Storylines, not necessarily authors. (We just had a big tussle over Heinlein over in Great Debates.)
It can be from movies, novels, short stories, comix, TV series, basically anything.
One of my favorites is a Philip Dick short story called, I think, “Second Variety.” (Hope I got the title right.)
The Earth has been taken over by machines. The last human holdouts are being stalked by robots that look human, ingratiating themselves and then suddenly–SHKKKKH. There are three varieties. There’s the Wounded Soldier (Variety I). There’s the Lost Little Boy (Variety III). The humans know there’s a Variety II, because the Roman numerals are on the inside of the components of the robots that have been destroyed. But they don’t know what Variety II looks like.
The human holdouts become paranoid, suspecting each other of being Variety II. After all, none of them really know each other. I think one guy is even killed on suspicion of being a robot. Then one girl says she’ll go for help in a space shuttle, and asks the other survivor for directions to the humans’ secret moonbase, their last hope. He gives her directions, she takes off, and he is suddenly attacked by robots. Suddenly, he sees the Second Variety–the exact double of the girl who just took off.
The only hope for mankind is that the different Varieties are now fighting and killing each other.
Awesome! Written in the early Fifties, thirty years before Terminator!

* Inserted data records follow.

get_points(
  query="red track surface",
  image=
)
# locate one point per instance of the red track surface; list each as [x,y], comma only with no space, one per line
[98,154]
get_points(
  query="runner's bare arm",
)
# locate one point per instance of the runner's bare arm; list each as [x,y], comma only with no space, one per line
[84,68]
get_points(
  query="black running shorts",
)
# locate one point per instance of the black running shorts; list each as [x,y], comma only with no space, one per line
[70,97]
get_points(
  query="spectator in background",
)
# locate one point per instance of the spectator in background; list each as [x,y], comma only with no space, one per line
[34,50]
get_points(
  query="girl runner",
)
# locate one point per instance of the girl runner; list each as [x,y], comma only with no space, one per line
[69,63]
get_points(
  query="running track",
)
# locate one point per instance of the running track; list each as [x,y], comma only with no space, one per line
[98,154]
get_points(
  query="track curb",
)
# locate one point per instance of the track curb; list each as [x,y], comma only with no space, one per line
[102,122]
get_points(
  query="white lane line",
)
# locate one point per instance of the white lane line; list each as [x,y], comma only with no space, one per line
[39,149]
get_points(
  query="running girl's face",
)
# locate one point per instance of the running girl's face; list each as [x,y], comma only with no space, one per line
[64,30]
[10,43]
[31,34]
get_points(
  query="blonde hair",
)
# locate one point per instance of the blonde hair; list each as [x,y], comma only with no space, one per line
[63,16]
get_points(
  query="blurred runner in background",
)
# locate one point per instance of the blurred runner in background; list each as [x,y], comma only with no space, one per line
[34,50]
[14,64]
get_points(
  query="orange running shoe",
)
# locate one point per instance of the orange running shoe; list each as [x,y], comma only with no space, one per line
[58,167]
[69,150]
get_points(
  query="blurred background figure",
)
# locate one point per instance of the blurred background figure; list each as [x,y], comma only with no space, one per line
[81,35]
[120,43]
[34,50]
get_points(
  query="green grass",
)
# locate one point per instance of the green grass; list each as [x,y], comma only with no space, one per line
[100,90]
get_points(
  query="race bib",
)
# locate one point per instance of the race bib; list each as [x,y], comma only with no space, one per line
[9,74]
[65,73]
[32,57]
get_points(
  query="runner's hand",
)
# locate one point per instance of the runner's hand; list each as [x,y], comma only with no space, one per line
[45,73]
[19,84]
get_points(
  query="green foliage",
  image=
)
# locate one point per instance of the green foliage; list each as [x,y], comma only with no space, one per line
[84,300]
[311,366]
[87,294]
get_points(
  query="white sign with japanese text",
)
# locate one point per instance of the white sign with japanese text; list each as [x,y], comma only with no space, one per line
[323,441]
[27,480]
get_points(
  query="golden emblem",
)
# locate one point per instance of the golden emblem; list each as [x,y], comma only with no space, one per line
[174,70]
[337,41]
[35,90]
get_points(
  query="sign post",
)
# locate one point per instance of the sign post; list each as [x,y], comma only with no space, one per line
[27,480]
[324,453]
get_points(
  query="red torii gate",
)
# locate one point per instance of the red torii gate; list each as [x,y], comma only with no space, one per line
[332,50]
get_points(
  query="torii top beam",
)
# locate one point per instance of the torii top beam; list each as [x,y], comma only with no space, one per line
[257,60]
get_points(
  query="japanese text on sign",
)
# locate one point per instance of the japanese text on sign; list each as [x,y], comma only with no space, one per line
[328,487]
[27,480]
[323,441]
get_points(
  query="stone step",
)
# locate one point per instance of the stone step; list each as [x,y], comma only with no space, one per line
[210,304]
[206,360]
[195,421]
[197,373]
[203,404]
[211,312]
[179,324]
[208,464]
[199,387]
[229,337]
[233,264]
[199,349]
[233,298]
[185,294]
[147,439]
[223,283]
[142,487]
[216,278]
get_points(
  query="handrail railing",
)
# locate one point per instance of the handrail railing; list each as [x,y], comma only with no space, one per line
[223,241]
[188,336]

I saw an Outer Limits episode which is similar. Two prisoners of war, a young man and a young woman, are being tortured by aliens. Every night they take away the girl and do something to change her a little bit more to an alien. Gross. The couple despairs and resolves to commit suicide. The guy wants to give the girl a little hope before killing her, so he tells her: the humans have a reserve attack fleet which is hiding behind the sun. There is hope. After this revelation, the girl suddenly gets up to leave the cell for the last time. “They’re not changing me,” she says. “They’re changing me back.”
Oh, by the way, I really LOOOOVE Pat Murphy’s “There And Back Again.” It’s The Hobbit, set in space. It’s not derivative, Murphy really makes it work! There are the equivalent of spiders, the Gollum, the Ring, the Dragon and some ingenious things that have no parallel! And it’s still creative and original! I love this book!
So how about you? Know any good ones for the campfire?
By the way: my brother recommended Stanislaw Lem, but I can’t find him in the bookstore. Anything good by him?
Also: what Philip Dick story or novel is the movie “Total Rekall” based on? Can’t find it.